Explore

Glean architecture

DataFlow

QueryFlow

Users perform searches on

https://app.glean.com⁠

which is a global web app hosted on Glean’s cloud. And we host the client code here. It doesn’t have complicated logic. It’s really simple and just serves the static files that together form the “client code”.

Once they go there. The client code is loaded on the browser. But since you’re not logged in (checks local storage and notices there’s no state) your identity can’t be authenticated and so it requires you to login first

The client begins the “login flow”. You type in your email which is used to ask the global-web-app what real server should be used given the email. The global web app responds with “https:customerdomain-be.glean.com/”. That url is an alias for the QE (query endpoint) which is running in the project that hosts all of the customer’s data. That project is under the customer’s IT team and inside the customer’s firewall.

Afterwards, everything the user does on the client goes directly to

customerdomain-be.glean.com⁠

(which is the project’s QE). The global-web-app is no longer involved anymore. The QE authenticates the user using enterprise SSO and serves the user’s queries.

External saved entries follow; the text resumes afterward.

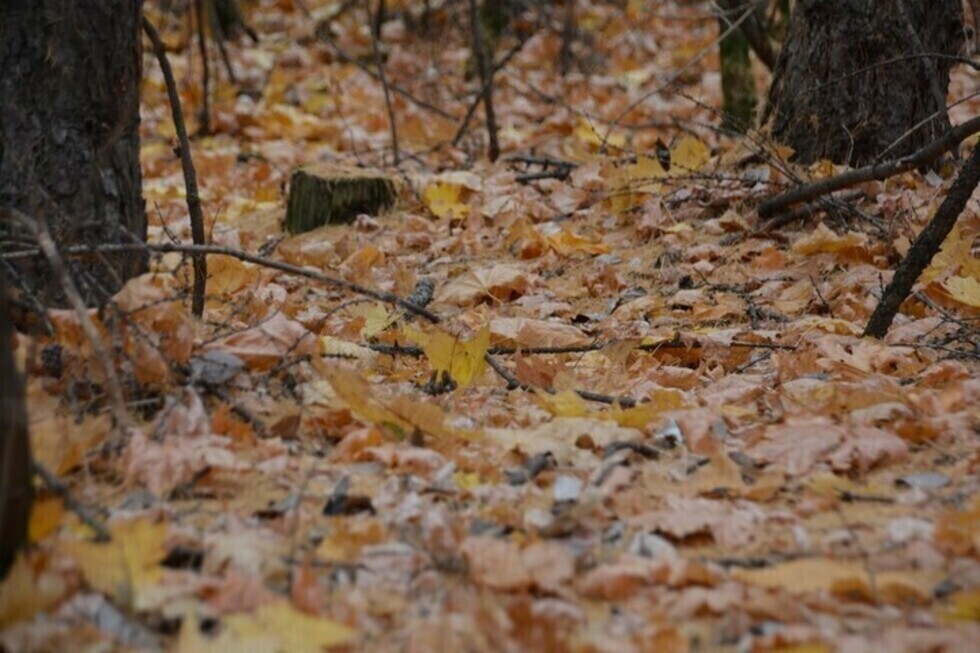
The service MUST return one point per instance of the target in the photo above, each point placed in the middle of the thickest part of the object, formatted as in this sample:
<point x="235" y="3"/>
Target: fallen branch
<point x="377" y="20"/>
<point x="322" y="33"/>
<point x="874" y="172"/>
<point x="187" y="164"/>
<point x="486" y="80"/>
<point x="925" y="247"/>
<point x="166" y="248"/>
<point x="61" y="490"/>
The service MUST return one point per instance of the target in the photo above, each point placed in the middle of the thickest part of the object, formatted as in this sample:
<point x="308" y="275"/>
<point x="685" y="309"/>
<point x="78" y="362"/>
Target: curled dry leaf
<point x="501" y="283"/>
<point x="268" y="343"/>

The queries and search results are transmitted over HTTPS (post SSO authentication) between the user’s browser and the QE server running inside the customer’s GCP project inside their cloud account

Data ingestion flow

For every enterprise data source that’s connected to Glean, they run content and identity connectors in the cloud project that fetch data and permissions map from that source

A webhook is a mechanism for sending real-time notifications from one application to another. It enables real-time data synchronization between two different systems or applications. For example, for an e-commerce website, if you wan to receive real-time notifications when a new order is placed so you can process the order as quickly as possible, you would set up a webhook to send a HTTP POST request to your server whenever a new order is placed. Then you can process the request and update the system accordingly. Purposes include:

integrating different applications or servicees

automating workflows

triggering events or actions based on specific conditions or data changes

real-time data synchronization

providing notifications to users or administration

mostly it provides real time communication and data exchange between different systems or applications to streamline workflows, increase efficiency, and enhance the user experience

The connectors run periodically and in response to web hook events.

store the fetched information into Glean’s document and identity store.

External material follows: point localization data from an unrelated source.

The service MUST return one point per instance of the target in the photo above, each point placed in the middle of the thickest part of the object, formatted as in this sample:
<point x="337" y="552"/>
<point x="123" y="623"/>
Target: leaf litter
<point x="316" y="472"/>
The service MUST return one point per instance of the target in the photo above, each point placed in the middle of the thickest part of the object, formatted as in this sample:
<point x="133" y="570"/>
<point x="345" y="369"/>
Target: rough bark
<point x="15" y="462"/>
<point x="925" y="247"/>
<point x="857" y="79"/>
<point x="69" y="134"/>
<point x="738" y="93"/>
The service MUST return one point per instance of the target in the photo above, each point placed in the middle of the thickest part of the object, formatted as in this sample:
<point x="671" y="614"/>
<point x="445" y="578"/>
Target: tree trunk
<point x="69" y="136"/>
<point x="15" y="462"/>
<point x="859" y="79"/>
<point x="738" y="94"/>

stores newly fetched content from the dataflow pipeline into the secure search index

code running inside the GCP project → fetches content from the enterprise applications over HTTPS over the public web (if the app is hosted on the internet, eg. Google Drive) or over a private internal connection (if the app is hosted inside the customer’s network, eg. Jira)

Data Processing pipelines

Once the data is fetched it is further processed within the GCP app.

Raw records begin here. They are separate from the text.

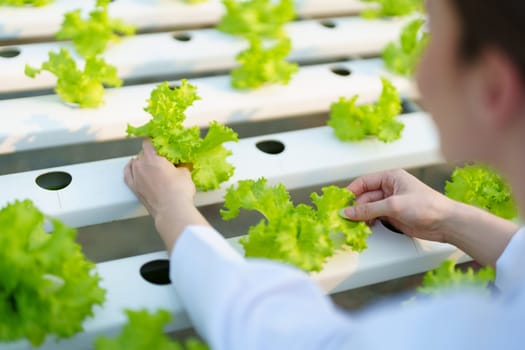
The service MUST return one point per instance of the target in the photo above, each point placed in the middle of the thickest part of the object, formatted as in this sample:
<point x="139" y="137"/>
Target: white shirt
<point x="240" y="304"/>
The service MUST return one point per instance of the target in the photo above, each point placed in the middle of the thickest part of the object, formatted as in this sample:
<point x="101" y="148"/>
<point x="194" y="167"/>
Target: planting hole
<point x="270" y="147"/>
<point x="184" y="37"/>
<point x="391" y="227"/>
<point x="409" y="107"/>
<point x="156" y="271"/>
<point x="54" y="181"/>
<point x="342" y="71"/>
<point x="327" y="23"/>
<point x="10" y="52"/>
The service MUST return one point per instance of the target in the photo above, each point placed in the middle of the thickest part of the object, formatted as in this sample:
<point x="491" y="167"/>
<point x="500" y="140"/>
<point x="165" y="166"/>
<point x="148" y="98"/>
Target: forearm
<point x="171" y="222"/>
<point x="481" y="235"/>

All data processing happens using google dataflow pipelines. The data never leaves the project.

GLEAN SDLC process

The deployment pipeline only deploys builds that have been validated and signed by the central trusted service

Highly unlikely this is caused by an error in the code because they test for vulnerabilities. To detect vulnerabilities we use github vulnerability scanning, GCP security command’s web security scanner, GCP asset scanner, and container registry scanner.

the central locked down build service periodically reads code from trusted branches, builds the relevant docker containers and signs using binary authorization. If the service is locked down only release engineers can trigger a build and modify the pipeline. The service also has authorization policies to only allow engineers to trigger release builds and deploys.

The central deployment workflow only has the capability to invoke a specific cloud function in the customer’s GCP app and that function takes the name of the release to upgrade to.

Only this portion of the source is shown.